Des gens brisés, encore plus stigmatisés

 

À l’opposé « des moyens convenables d’existence » inscrits dans le préambule de la Constitution, la nouvelle réforme stigmatise encore un peu plus des chômeurs suspectés de se couler douce. « Cela ne peut que casser les gens davantage. Nous rencontrons des personnes fatiguées moralement. Le système les brise » se désole Hocine, un retraité qui donne de son temps à la Maison des chômeurs pour accueillir les demandeurs d’emploi en difficulté. « On a des chômeurs de longue durée qui ne sont que l’ombre d’eux même. Nous avons même pensé à monter une permanence psychologique », confie-t-il.

Une des multiples raisons pour laquelle les chômeurs sont difficiles à mobiliser, comme en témoigne le faible nombre de personnes qui viennent s’informer sur le « bureau de non-travail » installé à Montpellier ce mardi. Pourtant la pression exercée sur les chômeurs pour qu’ils prennent n’importe quel travail existe déjà. « Un chômeur de longue durée à qui j’ai distribué un tract, jardinier de profession, qui travaillait dans les espaces verts, m’a dit s’être vu proposer par Pôle emploi un emploi de poissonnier », témoigne Hocine.

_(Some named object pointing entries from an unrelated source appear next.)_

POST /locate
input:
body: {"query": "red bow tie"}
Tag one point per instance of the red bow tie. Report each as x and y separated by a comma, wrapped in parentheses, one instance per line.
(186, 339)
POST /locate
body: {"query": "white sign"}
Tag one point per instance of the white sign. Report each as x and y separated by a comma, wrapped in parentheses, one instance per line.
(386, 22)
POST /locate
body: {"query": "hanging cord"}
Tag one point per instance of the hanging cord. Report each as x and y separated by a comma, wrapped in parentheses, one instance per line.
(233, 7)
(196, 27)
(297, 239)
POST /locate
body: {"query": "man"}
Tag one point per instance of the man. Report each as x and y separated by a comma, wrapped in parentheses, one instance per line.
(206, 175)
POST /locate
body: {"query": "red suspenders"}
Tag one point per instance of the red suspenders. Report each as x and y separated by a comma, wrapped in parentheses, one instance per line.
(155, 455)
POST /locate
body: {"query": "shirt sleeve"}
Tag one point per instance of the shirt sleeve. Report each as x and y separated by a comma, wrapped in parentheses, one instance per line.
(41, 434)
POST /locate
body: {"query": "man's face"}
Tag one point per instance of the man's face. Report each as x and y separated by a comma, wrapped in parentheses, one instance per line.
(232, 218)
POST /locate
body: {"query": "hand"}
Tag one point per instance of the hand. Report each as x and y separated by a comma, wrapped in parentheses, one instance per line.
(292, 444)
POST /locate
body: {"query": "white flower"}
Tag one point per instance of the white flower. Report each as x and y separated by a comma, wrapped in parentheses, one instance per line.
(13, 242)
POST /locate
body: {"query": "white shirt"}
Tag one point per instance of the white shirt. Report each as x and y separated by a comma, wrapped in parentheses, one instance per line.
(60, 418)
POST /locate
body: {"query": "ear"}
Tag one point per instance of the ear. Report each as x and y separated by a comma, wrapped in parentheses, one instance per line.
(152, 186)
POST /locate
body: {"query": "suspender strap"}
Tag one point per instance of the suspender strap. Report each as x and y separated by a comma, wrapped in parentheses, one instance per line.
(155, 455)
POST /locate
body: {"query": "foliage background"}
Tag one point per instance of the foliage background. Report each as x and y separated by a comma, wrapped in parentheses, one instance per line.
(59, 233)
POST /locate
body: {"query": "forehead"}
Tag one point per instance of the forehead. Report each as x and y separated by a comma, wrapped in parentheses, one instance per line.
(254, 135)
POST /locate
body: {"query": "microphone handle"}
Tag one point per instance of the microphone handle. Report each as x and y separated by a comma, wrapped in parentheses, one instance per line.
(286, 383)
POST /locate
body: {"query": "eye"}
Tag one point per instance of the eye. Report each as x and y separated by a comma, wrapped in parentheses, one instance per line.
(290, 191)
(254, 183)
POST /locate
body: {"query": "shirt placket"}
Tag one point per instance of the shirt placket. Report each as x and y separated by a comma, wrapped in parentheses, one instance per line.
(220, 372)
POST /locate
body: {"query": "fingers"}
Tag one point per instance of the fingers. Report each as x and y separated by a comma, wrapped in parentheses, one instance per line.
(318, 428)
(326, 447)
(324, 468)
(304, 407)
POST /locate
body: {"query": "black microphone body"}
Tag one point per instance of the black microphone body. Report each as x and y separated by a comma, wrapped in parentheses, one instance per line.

Si la « guérilla urbaine » lancée par le MNCP ce mardi avec ses bureaux de non-travail démarre très modestement, les mouvements de chômeurs comptent se mobiliser de nouveau à Paris le 2 décembre. D’ici là, les concertations avec les syndicats et le patronat devraient avoir pris fin et le projet du gouvernement être dévoilé plus clairement.